Es cierto que, jamás ninguna época viviente, ha sido un sueño sin cruces. Salgamos al encuentro. Disfrutemos del abrazo entre análogos. Reencontrarse y revisar día y noche, nuestra propia hoja de ruta, es tan preciso como necesario. En un mundo de ocho mil millones de personas debe haber continuamente espacio para las oportunidades. Otro mundo ha de ser posible, donde la salud, dignidad y educación sean derechos y realidades, y no privilegios de unos pocos o promesas vacías. Tenemos que concienciarnos de llevar a buen término las acciones conjuntas y colaborativas, cooperantes y solidarias, dejando a un lado la insensatez de los intereses mezquinos, para que salgamos todos beneficiados. Sin duda, el precio de la grandeza humana radica en el compromiso contraído, la de ser desprendido.

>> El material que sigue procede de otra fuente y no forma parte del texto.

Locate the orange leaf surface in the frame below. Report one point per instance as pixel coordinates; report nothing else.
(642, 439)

Tan importante, por consiguiente, como existir es asistirnos, brindando la experiencia en favor del bien común, en aras del auténtico progreso de toda la familia humana. No dejemos que ninguna inútil contienda nos distraiga del trabajo pendiente, esa donación innata que todos requerimos y hemos de ofrecer, para sentirnos realizados y pletóricos de savia. Ahora que la esperanza de vida de los adultos en el mundo desarrollado ha aumentado desde mediados del siglo XX, nos toca también visibilizar lo invisible, para poder aclarar esos problemas graves que todos llevamos al hombro, tanto individuales como sociales.
Naturalmente, no hay mejor programa viviente, que aquel que hace justicia y se pone al servicio del ser humano. Con razón se dice, o se comenta, que somos dueños de nuestras acciones y juez de nuestros valores; protagonistas, al fin y al cabo, de nuestros andares, sabiendo que colectivamente hemos de edificar un desarrollo que nos armonice hacia una actitud de concordia e ilusión. Por desgracia, tenemos un legado de disturbios que nos dejan sin diálogo. El racismo y la xenofobia continúan arruinando nuestros territorios, como cicatrices que echan a perder el tejido social.

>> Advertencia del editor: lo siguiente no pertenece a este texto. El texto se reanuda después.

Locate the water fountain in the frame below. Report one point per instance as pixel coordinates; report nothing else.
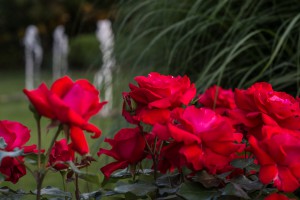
(103, 78)
(60, 52)
(33, 57)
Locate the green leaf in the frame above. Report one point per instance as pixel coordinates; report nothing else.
(168, 180)
(195, 191)
(206, 179)
(247, 184)
(3, 144)
(53, 191)
(121, 174)
(138, 188)
(242, 163)
(2, 178)
(89, 177)
(15, 153)
(7, 193)
(92, 195)
(233, 189)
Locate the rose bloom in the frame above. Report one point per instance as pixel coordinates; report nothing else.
(127, 149)
(218, 99)
(15, 135)
(278, 157)
(61, 152)
(203, 138)
(70, 103)
(260, 105)
(154, 97)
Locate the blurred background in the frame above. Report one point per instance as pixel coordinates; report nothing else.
(227, 42)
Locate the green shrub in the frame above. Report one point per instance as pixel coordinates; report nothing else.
(232, 43)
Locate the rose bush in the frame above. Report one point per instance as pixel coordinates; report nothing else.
(70, 103)
(15, 136)
(219, 144)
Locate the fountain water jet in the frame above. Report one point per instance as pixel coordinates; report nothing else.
(33, 57)
(103, 77)
(60, 52)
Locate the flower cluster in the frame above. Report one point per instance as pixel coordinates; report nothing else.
(178, 129)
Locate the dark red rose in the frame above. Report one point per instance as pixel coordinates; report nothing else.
(218, 99)
(278, 156)
(61, 152)
(276, 196)
(155, 96)
(205, 139)
(15, 135)
(71, 103)
(127, 149)
(260, 105)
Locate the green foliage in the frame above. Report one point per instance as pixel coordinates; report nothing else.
(231, 43)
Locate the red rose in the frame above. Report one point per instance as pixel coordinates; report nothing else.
(260, 105)
(127, 148)
(218, 99)
(156, 95)
(15, 135)
(71, 103)
(278, 157)
(206, 139)
(60, 153)
(276, 196)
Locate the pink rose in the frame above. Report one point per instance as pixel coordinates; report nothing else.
(60, 153)
(276, 196)
(278, 156)
(15, 135)
(155, 96)
(203, 138)
(127, 149)
(71, 103)
(218, 99)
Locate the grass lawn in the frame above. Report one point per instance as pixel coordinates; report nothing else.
(14, 106)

A mi juicio, son vitales los esfuerzos colectivos ante la multitud de hechos violentos que a diario se producen, reproduciéndose aún más ferozmente en lugares con sistemas penitenciarios opresivos que no restablecen ni rehabilitan. Lo significativo es hallarse liberado y en disposición de desposeerse de lo material, esto se consigue practicando el amor de verdad.

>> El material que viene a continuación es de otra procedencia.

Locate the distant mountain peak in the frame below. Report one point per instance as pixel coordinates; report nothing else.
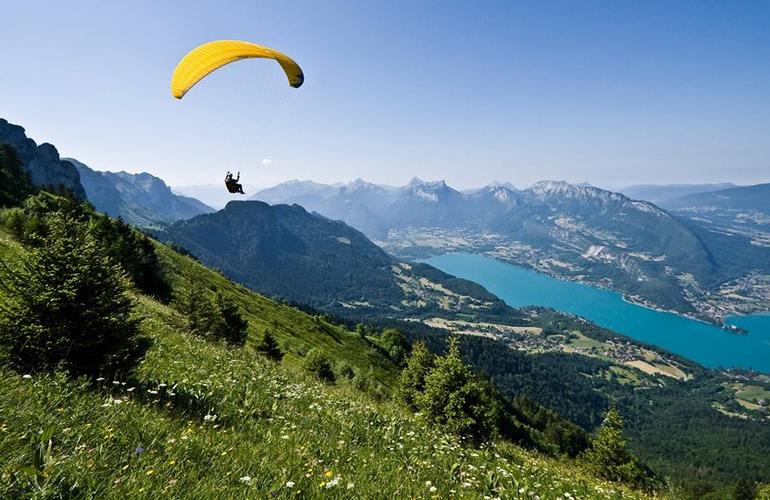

No descartemos la vida jamás. Esforcémonos en desvivirnos por vivir con decencia y dejemos a los intrigantes que entonen sus abecedarios, aunque nos desentonen sus palabras. Obremos distinto, eso sí. Los horizontes nuevos se abrazan con ternura, no lo olvidemos. Tengamos presente no solo los talentos, también el buen talante, de manera que a ninguno le falte la caricia de una mirada. En suma, la vida no depende de lo que se posee, más bien pende de la capacidad de entrega a los demás, con obras que no se olvidan, propias de un hacer para que nazca el ansiado hogar humano.